The DEA would not respond Monday to inquiries specifically on the NFL.
Agency spokeswoman Erin Mulvey in New York told CNN, “We cannot confirm or deny the existence of any investigation.”
Depending on what is found, the case could become a civil and/or criminal case with doctors potentially going to jail if convicted of drug-related offenses.
In part, the investigation was prompted by a class-action lawsuit filed in May, 2013 in federal court by nine named retired NFL players representing 1,300 others who claim the NFL “intentionally, recklessly, and negligently created and maintained a culture of drug misuse, substituting players’ health for profit,” according to court documents.
The players’ suit accuses NFL trainers of handing out pills without prescriptions and without regard to possible dangerous interactions with other drugs.

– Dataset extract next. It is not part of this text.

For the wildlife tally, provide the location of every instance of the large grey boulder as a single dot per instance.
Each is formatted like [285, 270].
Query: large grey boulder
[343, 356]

The named players in the lawsuit include former Chicago Bears quarterback Jim McMahon who, according to the lawsuit, says he got hooked on painkillers taking as many as 100 Percocet pills a month.
“Our more than 1300 clients welcome any government investigation which aims to protect them from further harm,” Steve Silverman, attorney for the plaintiffs suing the NFL, said in a statement to CNN.
NFL Senior Vice President of Communications Greg Aiello said in a statement Monday that “we are unaware of any such investigation.”
It’s unclear at this point whether subpoenas have been prepared during this phase of the investigation.
The story was originally reported by the New York Daily News.